Celui qui veut le but doit vouloir les moyens, nous répète-t-on de toutes parts. Oui, mais les moyens qui répondent au but. Et pour de véritables révolutionnaires, ces moyens ne peuvent jamais être : "tous les moyens", parce que la majorité des méthodes de lutte, bourgeoises, féodales et barbares jurent avec le socialisme et l'humanité. Il est de la plus haute importance de pouvoir constater que dans les milieux néo-marxistes, on commence enfin à comprendre quelle faute ont commise Marx et Engels en acceptant automatiquement la violence verticale et horizontales, comme moyens de lutte pour la révolution sociale." Mention directe des critiques émises par exemple par Simone WEIL dans La Crique sociale (novembre 1933), de l'exercice violent du pouvoir en Union Soviétique.
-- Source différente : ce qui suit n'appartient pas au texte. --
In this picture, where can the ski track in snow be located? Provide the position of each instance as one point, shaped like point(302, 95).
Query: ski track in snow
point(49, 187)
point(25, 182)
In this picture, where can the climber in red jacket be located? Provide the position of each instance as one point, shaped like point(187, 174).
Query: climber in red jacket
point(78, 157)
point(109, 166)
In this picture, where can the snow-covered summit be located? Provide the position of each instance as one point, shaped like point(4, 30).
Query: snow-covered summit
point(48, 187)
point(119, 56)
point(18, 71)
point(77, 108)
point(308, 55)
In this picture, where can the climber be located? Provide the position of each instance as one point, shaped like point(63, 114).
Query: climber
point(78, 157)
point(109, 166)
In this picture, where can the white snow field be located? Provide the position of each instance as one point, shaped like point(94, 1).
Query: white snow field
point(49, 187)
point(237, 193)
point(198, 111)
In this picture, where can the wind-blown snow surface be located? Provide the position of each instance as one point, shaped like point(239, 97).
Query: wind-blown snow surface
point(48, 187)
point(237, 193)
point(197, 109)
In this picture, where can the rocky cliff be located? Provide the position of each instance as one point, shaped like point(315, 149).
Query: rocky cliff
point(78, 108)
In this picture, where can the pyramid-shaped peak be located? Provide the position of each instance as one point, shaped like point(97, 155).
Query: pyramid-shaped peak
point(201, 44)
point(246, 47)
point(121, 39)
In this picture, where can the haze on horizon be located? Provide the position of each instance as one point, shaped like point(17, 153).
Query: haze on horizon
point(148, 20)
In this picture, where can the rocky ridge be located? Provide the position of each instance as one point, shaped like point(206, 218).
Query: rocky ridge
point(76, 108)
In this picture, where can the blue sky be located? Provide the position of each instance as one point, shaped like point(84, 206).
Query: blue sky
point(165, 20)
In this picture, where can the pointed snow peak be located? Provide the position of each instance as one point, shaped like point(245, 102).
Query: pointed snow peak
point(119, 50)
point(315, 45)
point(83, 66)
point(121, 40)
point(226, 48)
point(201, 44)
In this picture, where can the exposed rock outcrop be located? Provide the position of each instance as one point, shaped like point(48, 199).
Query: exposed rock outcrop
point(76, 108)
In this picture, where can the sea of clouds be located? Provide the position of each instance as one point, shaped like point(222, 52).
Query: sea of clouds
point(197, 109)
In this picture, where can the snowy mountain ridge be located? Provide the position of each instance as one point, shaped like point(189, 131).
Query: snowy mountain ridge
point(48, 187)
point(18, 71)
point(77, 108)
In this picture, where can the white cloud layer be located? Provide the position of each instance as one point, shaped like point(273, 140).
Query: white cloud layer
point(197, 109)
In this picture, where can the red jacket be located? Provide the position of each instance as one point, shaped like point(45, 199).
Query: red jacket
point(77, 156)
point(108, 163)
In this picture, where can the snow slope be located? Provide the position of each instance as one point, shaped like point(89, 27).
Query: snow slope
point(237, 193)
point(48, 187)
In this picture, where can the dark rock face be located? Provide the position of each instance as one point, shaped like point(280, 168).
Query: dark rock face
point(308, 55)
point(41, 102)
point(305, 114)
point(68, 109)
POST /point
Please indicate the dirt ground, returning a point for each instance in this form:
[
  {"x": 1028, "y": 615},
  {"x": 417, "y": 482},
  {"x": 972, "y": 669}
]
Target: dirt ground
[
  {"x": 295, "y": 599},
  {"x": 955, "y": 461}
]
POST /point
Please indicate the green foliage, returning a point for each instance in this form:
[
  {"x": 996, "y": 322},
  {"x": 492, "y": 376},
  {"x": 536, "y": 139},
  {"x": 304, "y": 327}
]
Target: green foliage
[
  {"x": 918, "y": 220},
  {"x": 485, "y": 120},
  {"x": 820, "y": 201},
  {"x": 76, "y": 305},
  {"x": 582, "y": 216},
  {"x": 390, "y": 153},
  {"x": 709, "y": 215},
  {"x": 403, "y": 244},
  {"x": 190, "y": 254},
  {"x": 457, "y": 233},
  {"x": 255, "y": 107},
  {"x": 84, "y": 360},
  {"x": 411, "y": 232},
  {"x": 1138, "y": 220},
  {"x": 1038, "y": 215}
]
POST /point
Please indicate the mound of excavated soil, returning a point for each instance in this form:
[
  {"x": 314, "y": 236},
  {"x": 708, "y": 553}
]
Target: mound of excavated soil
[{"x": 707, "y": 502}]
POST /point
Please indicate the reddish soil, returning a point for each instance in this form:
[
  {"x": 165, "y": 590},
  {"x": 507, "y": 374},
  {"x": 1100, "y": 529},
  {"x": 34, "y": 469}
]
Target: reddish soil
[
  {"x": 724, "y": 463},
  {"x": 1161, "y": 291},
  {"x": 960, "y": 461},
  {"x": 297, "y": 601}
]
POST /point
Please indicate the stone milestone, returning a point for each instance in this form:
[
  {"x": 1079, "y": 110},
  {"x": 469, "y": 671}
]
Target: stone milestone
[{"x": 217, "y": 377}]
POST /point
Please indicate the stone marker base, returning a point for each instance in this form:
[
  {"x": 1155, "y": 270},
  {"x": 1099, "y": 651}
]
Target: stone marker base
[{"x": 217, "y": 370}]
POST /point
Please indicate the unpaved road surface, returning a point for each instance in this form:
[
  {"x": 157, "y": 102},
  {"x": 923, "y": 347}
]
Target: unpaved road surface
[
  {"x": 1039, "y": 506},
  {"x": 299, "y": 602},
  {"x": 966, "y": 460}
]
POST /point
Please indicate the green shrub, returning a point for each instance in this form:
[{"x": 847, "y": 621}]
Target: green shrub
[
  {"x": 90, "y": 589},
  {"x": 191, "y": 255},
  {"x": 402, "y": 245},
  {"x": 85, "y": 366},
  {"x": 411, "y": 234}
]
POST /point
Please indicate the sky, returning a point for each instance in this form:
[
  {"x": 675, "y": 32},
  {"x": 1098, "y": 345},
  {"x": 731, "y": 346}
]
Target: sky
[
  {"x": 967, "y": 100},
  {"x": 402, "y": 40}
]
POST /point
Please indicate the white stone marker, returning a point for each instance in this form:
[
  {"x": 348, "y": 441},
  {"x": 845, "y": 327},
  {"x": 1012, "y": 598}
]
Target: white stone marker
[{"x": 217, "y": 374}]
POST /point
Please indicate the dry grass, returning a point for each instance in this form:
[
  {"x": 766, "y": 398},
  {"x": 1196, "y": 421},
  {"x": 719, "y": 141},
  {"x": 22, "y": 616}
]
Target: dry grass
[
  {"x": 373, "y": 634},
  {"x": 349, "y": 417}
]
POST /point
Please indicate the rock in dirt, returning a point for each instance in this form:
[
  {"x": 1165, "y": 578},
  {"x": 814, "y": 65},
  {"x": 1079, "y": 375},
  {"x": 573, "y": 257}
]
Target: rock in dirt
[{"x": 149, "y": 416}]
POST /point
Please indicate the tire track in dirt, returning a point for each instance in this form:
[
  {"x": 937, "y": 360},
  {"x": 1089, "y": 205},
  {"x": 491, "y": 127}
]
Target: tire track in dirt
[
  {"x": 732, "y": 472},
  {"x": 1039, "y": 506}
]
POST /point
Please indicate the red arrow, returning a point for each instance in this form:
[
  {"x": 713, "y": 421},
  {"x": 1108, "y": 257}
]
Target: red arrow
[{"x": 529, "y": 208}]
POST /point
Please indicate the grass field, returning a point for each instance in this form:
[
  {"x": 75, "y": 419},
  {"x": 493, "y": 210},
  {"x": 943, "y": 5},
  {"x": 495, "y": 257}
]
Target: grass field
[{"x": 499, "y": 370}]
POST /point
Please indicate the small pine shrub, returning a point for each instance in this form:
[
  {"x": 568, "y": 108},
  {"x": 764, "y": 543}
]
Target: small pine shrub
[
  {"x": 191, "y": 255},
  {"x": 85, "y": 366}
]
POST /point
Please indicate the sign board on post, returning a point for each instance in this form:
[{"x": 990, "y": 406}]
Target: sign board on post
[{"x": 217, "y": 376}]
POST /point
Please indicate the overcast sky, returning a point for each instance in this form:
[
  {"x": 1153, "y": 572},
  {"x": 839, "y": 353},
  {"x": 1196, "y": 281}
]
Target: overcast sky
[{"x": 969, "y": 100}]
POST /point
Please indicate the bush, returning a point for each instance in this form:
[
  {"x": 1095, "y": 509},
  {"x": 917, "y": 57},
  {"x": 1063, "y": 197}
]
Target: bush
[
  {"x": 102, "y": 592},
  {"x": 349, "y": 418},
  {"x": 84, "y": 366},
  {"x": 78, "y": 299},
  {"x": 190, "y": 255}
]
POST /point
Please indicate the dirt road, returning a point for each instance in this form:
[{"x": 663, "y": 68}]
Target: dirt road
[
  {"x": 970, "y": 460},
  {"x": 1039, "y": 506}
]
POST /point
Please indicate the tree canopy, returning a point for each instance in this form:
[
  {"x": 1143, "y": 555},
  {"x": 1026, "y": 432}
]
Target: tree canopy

Même si par la suite, toute une critique marxiste se déploie contre précisément cette machine bureaucratique née directement de la révolution russe et de la guerre civile, même si Marx et Engels ont eu, notamment après La Commune de 1870-1871, une attitude bien plus nuancées quant aux tactiques violentes révolutionnaires, il faut bien constater que la seconde guerre mondiale, puis la guerre froide ensuite, a comme occulté toute réflexion sur la violence utilisée pour la cause des ouvriers et des paysans et sur les liens avec cette violence des structures politiques installées en URSS et en Chine notamment.

     Les réflexions des actuels militants de la non-violence sur les relations entre les fins et les moyens d'une action ou d'une révolution, sont contenues en germe dans ces propos d'avant la seconde guerre mondiale. Les actions non-violentes entre autres de Gandhi en Afrique du Sud et en Inde ont inspirés ces réflexions portées alors par toute une partie du mouvement anarchiste. Cette logique de l'action non-violente parcourt toute la réflexion et l'action de nombreux militants et organisations de par le monde.

 

Barthélemy de LIGT, Pour vaincre sans violence, réflexions sur la guerre et la révolution, Éditions Mignolet & Storz, Paris, 1935. Christian MELLON et Jacques SÉMELIN, La non-violence, PUF, collection Que sais-je?, 1994. Jean-Marie MULLER, lexique de la non-violence, Alternatives non violentes/Institut de Recherche sur la Résolution non-violente des conflits, n°68 numéro spécial, 1988.